How can I keep my family safe from the flu and COVID-19?

This fall, when considering how to protect your family from both the flu and SARS-CoV-2, the virus that causes COVID-19, many best practices may be the same but it’s still important to increase additional protections for the flu. Dr. Darria Long-Gillespie, ER physician, provides you and your family tips to help prevent both the flu and COVID-19.

  • Don’t Skip the Flu Shot: Your first line of protection against illness this fall is to get a flu shot, not only to reduce your risk of getting the flu, but also to help protect your community and conserve potentially scarce health care resources. This is especially important this year, since many of the symptoms of COVID-19 and the flu overlap and are hard to tell apart. Call your doctor to find a safe way for you and your family to get vaccinated this year.
  • Maintain Regular Healthy Habits: The best defense is a good offense, and the same is true when preparing for cold and flu season! Aiming for a well-balanced diet full of real, non-processed foods, staying hydrated, exercising however you’re able to get activity, and keeping a regular sleep schedule are all key for keeping illness at bay.

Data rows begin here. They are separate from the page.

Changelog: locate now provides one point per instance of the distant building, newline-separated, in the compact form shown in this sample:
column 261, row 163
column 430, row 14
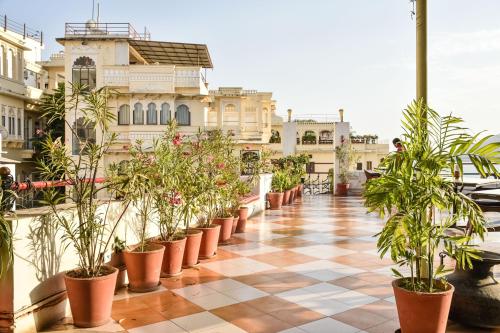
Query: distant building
column 23, row 80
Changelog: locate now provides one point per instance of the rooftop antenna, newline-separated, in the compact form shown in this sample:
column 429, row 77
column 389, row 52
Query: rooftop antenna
column 98, row 12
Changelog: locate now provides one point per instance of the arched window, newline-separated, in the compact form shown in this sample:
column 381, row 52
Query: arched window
column 326, row 137
column 2, row 50
column 265, row 116
column 84, row 134
column 138, row 114
column 275, row 137
column 152, row 116
column 165, row 114
column 309, row 137
column 84, row 72
column 124, row 115
column 182, row 115
column 230, row 108
column 230, row 116
column 10, row 64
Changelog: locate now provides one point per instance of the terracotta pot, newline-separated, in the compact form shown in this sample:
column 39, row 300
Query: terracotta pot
column 476, row 300
column 342, row 189
column 292, row 196
column 422, row 312
column 118, row 262
column 300, row 190
column 144, row 268
column 209, row 239
column 275, row 199
column 235, row 224
column 226, row 225
column 91, row 299
column 286, row 197
column 172, row 257
column 192, row 250
column 242, row 222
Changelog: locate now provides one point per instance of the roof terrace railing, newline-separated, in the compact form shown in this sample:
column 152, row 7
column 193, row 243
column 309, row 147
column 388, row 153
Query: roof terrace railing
column 21, row 29
column 94, row 29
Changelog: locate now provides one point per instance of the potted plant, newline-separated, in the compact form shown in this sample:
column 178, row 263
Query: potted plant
column 209, row 164
column 276, row 195
column 118, row 262
column 287, row 186
column 227, row 186
column 173, row 167
column 90, row 286
column 421, row 205
column 344, row 156
column 134, row 182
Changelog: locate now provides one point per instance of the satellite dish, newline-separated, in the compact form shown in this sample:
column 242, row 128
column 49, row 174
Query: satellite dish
column 4, row 133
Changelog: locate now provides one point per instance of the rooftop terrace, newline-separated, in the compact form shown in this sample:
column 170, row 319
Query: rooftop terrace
column 310, row 268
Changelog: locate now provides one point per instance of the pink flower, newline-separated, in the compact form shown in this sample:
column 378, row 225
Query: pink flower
column 177, row 140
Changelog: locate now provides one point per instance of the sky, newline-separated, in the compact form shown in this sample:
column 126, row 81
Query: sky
column 318, row 56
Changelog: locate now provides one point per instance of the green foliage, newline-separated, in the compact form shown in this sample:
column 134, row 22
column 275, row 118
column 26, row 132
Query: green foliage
column 420, row 203
column 88, row 230
column 5, row 238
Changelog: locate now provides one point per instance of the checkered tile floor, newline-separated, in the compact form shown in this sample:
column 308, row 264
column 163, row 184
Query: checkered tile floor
column 310, row 268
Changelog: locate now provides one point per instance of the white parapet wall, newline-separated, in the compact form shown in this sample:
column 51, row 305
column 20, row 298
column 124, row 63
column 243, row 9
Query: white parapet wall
column 40, row 259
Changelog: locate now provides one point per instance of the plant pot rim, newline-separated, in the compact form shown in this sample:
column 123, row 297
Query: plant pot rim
column 193, row 232
column 224, row 218
column 161, row 241
column 103, row 277
column 211, row 226
column 396, row 285
column 156, row 248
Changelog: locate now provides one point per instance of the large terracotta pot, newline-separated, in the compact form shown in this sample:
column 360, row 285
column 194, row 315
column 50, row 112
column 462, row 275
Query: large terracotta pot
column 226, row 225
column 91, row 299
column 192, row 250
column 117, row 261
column 144, row 268
column 476, row 301
column 235, row 224
column 422, row 312
column 342, row 189
column 209, row 239
column 286, row 197
column 275, row 199
column 242, row 221
column 300, row 191
column 292, row 196
column 172, row 257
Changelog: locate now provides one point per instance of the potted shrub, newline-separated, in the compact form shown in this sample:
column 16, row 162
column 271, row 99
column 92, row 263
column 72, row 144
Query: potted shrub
column 118, row 262
column 227, row 187
column 344, row 156
column 134, row 181
column 278, row 184
column 90, row 286
column 287, row 186
column 421, row 205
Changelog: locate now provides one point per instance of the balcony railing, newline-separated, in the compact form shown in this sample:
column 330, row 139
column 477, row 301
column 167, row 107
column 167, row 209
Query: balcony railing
column 309, row 141
column 21, row 29
column 94, row 29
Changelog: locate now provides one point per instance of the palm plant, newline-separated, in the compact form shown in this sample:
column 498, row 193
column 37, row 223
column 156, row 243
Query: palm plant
column 89, row 231
column 421, row 203
column 5, row 238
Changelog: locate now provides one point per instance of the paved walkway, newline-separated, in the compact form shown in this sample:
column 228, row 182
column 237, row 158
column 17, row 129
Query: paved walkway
column 310, row 268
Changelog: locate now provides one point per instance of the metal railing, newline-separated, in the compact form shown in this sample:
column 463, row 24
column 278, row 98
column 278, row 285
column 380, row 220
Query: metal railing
column 94, row 29
column 21, row 29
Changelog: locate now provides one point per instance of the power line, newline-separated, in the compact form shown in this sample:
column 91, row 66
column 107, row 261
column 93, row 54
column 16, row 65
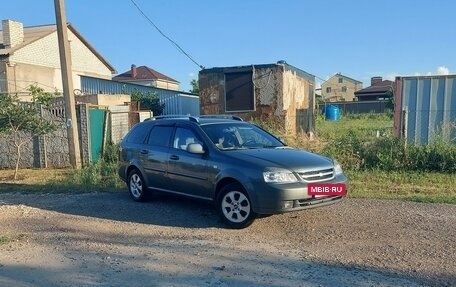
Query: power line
column 164, row 35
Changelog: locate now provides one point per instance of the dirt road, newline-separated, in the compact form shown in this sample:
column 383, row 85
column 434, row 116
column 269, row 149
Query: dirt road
column 106, row 239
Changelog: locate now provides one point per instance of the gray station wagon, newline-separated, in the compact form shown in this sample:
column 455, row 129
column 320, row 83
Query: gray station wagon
column 244, row 170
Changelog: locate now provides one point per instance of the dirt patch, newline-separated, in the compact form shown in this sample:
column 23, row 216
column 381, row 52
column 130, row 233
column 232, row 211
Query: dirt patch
column 106, row 239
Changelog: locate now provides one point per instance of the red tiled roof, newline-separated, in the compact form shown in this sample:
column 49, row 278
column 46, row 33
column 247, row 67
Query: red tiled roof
column 143, row 73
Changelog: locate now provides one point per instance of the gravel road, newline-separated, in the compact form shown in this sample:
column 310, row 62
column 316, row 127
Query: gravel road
column 106, row 239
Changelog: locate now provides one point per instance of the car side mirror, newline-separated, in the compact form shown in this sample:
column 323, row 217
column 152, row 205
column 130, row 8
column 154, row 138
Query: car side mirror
column 195, row 148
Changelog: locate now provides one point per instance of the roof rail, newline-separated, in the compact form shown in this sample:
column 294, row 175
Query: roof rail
column 222, row 117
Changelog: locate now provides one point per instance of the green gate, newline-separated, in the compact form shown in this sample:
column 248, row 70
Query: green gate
column 97, row 127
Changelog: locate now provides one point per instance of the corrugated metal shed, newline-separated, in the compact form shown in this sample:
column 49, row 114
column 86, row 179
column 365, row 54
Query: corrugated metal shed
column 426, row 108
column 176, row 102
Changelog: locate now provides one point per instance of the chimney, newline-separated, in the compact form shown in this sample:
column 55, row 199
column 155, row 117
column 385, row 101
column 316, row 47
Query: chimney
column 133, row 71
column 376, row 80
column 13, row 33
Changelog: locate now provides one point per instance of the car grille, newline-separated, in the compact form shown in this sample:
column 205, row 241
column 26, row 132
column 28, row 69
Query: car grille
column 317, row 175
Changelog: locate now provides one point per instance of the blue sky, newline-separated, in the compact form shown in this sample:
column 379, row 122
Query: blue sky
column 358, row 38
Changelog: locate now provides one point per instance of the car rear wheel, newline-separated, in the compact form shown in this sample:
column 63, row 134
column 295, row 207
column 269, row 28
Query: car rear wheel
column 137, row 186
column 234, row 206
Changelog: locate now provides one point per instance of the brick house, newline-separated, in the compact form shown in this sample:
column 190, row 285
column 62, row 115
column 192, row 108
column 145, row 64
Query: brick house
column 30, row 55
column 146, row 76
column 340, row 88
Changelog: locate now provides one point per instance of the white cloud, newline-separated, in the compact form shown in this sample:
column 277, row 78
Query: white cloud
column 442, row 70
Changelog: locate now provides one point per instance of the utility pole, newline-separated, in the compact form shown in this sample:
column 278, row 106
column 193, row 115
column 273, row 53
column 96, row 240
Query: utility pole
column 67, row 79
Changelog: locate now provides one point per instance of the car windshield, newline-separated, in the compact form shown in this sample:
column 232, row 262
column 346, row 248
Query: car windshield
column 229, row 136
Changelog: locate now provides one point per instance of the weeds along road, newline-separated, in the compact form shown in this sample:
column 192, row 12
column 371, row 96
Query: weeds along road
column 106, row 239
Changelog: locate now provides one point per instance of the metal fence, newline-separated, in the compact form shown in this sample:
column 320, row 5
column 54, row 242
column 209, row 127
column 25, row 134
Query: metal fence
column 360, row 107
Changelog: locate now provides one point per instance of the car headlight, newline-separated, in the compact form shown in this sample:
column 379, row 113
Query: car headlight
column 279, row 175
column 337, row 168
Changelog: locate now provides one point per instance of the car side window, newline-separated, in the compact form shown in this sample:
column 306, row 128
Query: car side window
column 183, row 137
column 160, row 136
column 138, row 134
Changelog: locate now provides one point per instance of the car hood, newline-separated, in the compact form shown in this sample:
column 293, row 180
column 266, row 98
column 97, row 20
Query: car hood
column 288, row 158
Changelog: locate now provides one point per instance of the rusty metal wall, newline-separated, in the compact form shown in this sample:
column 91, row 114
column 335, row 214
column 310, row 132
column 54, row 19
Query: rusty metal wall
column 426, row 108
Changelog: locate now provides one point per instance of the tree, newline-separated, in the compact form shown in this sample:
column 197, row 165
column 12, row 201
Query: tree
column 23, row 121
column 195, row 86
column 149, row 101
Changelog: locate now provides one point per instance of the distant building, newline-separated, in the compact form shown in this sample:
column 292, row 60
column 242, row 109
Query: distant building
column 30, row 55
column 146, row 76
column 278, row 92
column 379, row 90
column 340, row 88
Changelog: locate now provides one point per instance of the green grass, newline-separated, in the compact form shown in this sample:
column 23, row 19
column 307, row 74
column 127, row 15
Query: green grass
column 365, row 126
column 344, row 135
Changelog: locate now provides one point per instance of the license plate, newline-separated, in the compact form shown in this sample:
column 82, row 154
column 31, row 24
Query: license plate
column 320, row 189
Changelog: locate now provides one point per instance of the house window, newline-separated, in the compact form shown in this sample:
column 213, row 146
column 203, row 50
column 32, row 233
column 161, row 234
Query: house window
column 239, row 94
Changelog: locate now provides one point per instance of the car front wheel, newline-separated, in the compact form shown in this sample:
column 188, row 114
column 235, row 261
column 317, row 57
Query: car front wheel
column 234, row 206
column 137, row 186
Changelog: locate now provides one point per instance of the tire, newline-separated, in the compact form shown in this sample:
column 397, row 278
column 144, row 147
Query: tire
column 234, row 206
column 137, row 186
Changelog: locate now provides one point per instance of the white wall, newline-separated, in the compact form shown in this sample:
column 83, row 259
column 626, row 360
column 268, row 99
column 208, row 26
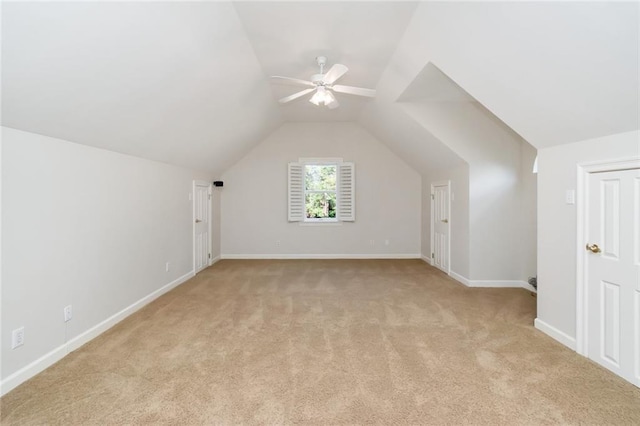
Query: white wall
column 498, row 249
column 557, row 245
column 512, row 58
column 254, row 197
column 84, row 227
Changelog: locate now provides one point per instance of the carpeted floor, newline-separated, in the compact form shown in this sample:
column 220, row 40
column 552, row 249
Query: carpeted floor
column 326, row 342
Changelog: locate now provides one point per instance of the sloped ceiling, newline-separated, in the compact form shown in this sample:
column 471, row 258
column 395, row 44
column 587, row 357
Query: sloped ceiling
column 187, row 82
column 288, row 36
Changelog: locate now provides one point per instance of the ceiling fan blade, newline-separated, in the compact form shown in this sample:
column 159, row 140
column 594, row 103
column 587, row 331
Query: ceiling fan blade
column 294, row 81
column 334, row 73
column 295, row 96
column 360, row 91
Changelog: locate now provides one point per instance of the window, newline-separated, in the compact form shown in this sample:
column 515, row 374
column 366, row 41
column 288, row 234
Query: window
column 320, row 194
column 321, row 190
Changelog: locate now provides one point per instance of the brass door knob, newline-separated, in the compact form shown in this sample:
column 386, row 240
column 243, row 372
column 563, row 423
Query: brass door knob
column 593, row 248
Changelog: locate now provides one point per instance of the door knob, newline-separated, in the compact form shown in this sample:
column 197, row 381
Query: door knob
column 593, row 248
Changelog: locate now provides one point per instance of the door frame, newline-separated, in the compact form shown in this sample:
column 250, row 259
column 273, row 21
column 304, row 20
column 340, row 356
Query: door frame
column 446, row 183
column 582, row 222
column 193, row 220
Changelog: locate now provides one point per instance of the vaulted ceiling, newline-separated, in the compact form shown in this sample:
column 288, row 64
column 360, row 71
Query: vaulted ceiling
column 187, row 83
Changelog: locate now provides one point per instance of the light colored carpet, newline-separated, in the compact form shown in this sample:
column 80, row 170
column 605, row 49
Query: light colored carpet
column 326, row 342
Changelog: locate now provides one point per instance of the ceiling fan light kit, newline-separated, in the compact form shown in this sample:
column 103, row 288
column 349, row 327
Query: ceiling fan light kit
column 323, row 86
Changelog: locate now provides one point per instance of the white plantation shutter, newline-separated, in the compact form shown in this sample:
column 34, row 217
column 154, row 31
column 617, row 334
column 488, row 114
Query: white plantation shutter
column 296, row 192
column 347, row 192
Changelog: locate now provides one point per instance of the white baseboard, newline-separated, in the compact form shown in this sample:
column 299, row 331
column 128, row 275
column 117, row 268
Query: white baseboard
column 322, row 256
column 45, row 361
column 459, row 278
column 556, row 334
column 500, row 284
column 427, row 259
column 492, row 283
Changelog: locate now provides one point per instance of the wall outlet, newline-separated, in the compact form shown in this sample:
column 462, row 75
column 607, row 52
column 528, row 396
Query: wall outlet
column 68, row 313
column 17, row 337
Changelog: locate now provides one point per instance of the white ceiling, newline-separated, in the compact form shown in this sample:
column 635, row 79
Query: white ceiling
column 187, row 83
column 288, row 36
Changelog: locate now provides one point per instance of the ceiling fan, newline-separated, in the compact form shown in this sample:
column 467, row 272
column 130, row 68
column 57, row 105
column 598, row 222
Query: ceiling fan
column 322, row 85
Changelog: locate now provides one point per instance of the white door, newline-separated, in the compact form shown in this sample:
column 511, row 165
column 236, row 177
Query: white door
column 613, row 272
column 201, row 225
column 440, row 226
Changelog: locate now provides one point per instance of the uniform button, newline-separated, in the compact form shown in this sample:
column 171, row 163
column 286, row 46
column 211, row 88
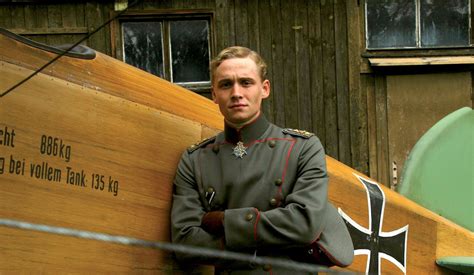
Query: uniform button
column 273, row 202
column 249, row 217
column 271, row 143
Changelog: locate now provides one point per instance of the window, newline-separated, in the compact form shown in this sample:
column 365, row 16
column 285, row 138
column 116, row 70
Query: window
column 395, row 24
column 174, row 48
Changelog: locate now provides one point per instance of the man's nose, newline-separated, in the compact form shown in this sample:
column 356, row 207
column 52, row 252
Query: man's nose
column 236, row 91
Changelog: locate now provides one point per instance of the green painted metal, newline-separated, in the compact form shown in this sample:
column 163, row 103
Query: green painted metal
column 460, row 264
column 438, row 173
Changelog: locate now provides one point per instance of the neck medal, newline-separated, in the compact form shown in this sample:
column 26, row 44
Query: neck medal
column 239, row 150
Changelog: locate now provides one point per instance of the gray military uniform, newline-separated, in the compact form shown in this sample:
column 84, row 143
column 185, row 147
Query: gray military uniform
column 274, row 195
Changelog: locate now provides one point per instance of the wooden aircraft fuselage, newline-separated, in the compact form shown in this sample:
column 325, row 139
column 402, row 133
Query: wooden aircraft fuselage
column 93, row 144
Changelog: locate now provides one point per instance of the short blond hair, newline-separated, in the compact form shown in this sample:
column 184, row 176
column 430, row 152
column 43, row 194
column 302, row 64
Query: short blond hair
column 239, row 52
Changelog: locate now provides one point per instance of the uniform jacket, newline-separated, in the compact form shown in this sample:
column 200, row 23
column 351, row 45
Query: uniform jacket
column 274, row 196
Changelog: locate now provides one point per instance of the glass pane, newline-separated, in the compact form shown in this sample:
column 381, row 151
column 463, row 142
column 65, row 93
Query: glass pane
column 190, row 50
column 391, row 23
column 444, row 23
column 143, row 47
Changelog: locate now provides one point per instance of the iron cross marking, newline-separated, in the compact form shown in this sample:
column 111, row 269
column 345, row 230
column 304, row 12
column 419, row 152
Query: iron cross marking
column 372, row 241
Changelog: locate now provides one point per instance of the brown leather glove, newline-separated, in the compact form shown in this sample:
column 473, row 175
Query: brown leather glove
column 311, row 254
column 213, row 223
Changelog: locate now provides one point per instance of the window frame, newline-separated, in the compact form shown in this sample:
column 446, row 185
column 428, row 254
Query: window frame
column 165, row 16
column 418, row 50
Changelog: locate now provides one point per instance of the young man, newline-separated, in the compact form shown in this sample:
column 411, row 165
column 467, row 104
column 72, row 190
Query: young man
column 255, row 188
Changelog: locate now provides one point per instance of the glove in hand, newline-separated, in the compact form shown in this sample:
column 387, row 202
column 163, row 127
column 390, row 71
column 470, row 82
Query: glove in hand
column 213, row 223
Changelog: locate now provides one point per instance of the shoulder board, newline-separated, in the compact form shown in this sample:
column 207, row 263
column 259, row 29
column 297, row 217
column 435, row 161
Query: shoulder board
column 298, row 133
column 201, row 144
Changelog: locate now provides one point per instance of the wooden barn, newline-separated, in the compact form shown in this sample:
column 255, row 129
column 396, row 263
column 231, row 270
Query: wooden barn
column 369, row 94
column 371, row 78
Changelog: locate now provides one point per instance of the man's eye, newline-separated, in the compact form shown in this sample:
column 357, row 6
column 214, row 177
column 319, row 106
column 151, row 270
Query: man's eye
column 246, row 83
column 225, row 85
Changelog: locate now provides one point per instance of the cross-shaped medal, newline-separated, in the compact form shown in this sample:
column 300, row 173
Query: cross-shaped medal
column 372, row 241
column 239, row 150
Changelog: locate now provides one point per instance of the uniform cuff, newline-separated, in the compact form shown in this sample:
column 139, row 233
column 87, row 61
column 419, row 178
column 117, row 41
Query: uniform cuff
column 241, row 227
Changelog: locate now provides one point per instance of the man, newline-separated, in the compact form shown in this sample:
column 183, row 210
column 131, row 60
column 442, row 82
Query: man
column 255, row 188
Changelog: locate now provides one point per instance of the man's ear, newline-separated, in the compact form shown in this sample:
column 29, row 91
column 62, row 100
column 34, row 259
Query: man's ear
column 266, row 88
column 214, row 98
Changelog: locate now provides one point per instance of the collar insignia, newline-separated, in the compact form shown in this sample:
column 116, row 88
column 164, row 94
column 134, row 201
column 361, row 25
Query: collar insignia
column 239, row 150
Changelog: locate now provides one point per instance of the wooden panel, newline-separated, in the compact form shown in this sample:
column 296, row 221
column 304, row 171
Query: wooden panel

  • Get Regular Checkups: More than ever before, it’s important that you and your family attend your annual physical exams and other necessary medical appointments. These are crucial to keep up to date on your prescriptions and general well-being, identify any potential medical issues early, and monitor recurring medical issues. Contact your doctor to see if they are open for in-person or telehealth appointments — many have a variety of options now!
  • Create a Prevention Pack: Keep illness prevention items (such as face masks or shields, hand sanitizer, disposable gloves, and wipes and disinfectants) in one centralized spot at home — but also in easy-to-reach areas, such as the center console of your car, or inside your purse/backpack for when you’re on the go.
  • Develop a Household Plan: Make sure everyone in your household and immediate family is on the same page about how to best prevent the spread of illness within your home. Consider discussing at least an informal “household contract,” where each member will alert the household if they come into contact with an ill person or start showing symptoms. This is important particularly for any other adults (such as parents or other generation relatives), or others who come into your home. This will allow time for you to prepare should any family member need to self-quarantine.